As Christians, we spend our time professing that our lives are better because we follow Jesus.  But how are our lives any better than those of our peers?  According to the book Unchristian, 85% of people think Christians are hypocrites.  We're clearly not doing a very good job of showing others the difference Christ makes in our lives.

  1. Jesus makes a present and ongoing difference in the lives of those who believe.

    Often we think of Christianity as something that happened.  That accepting Christ is something that happened in our lives years ago.  Or we only think of it in terms of future hope, and we look to heaven when we think about Christianity.   But what about now?  The nature of the gospel is that it grows and bears fruit in peoples' lives (v. 6).  We can't think about it in terms of arrival, like perfection is what we're going to get as soon as we accept Christ.  Instead our areas of weakness are continually revealed to us so that we can continue to grow and bear fruit.  So rather than something that happened or will happen, Christianity is a process.

    It's easy to get swept up in "kiddie pool Christianity," where you don't have to know how to swim and you can just wade in as far as is comfortable for you.  We  naturally want to keep things simple, on a one-dimensional plane where we don't have to think too hard about things or examine ourselves in too much detail.  The true purpose of Christianity is more like jumping into a river, where you must learn to swim in order to stay afloat.  Your "walk" (v.10) and "every good work," meaning your daily lifestyle, is what's important.  Everything is spiritual.
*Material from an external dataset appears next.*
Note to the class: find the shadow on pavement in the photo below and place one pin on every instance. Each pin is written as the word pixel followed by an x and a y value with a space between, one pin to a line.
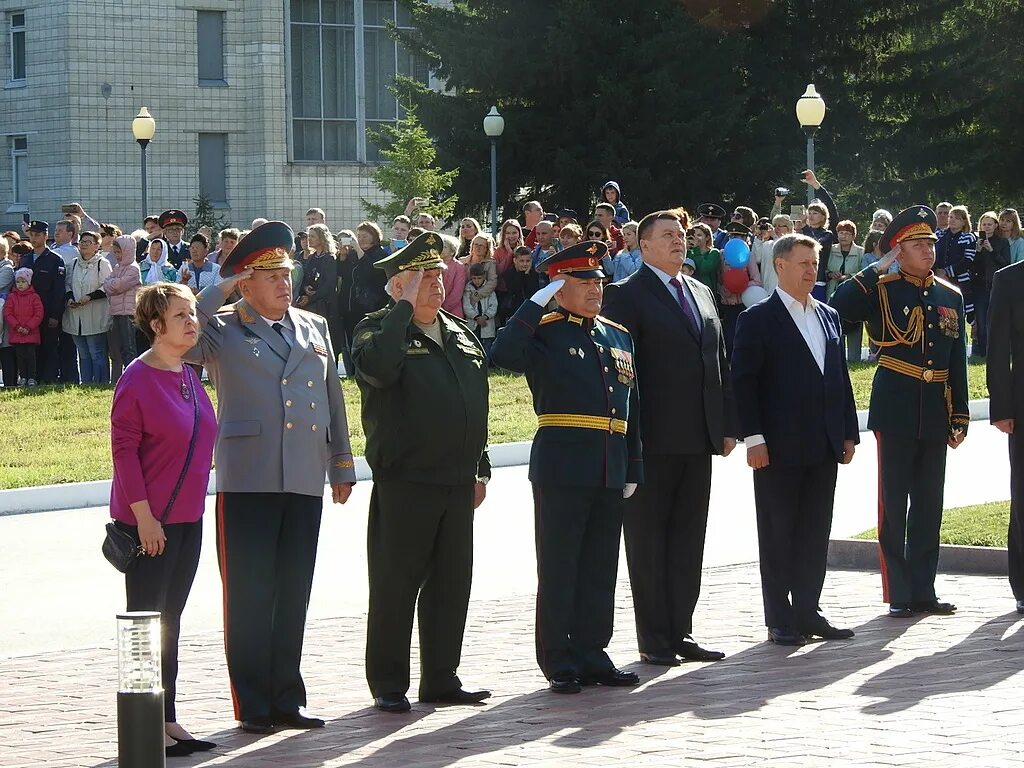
pixel 972 665
pixel 742 683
  2. Jesus makes a difference in forgiveness.

    How do we define Christians?  Christians are people who are forgiven and are forgivers.  We are told not only that we were forgiven once and for all, but that we must forgive others and forgive ourselves.  And we get to experience this forgiveness again and again, as a daily exercise and part of this larger process that we call Christianity.  And this lifestyle of humility that being forgiven produces should lead to a life free of this sense of entitlement that most people have, and free from the bitterness that comes from feeling a sense of entitlement.

  3. Jesus makes a difference in our kingdom.

    What does "kingdom" really mean?  It's the concept of where we get our identity.  It's what tells us who we are.  Right now, what is it that's telling you who you are?  Are you a part of the kingdom of stuff, or of cool, or of connections?  All of these things will disappoint you or will disappear.  We often try to live in a kingdom of performance with God, where we believe that our salvation depends upon our performance.  But it's not about performance, it's about the assurance of being loved no matter what.  And we get our identity from knowing that Christ did it all for us without the guarantee of any such performance.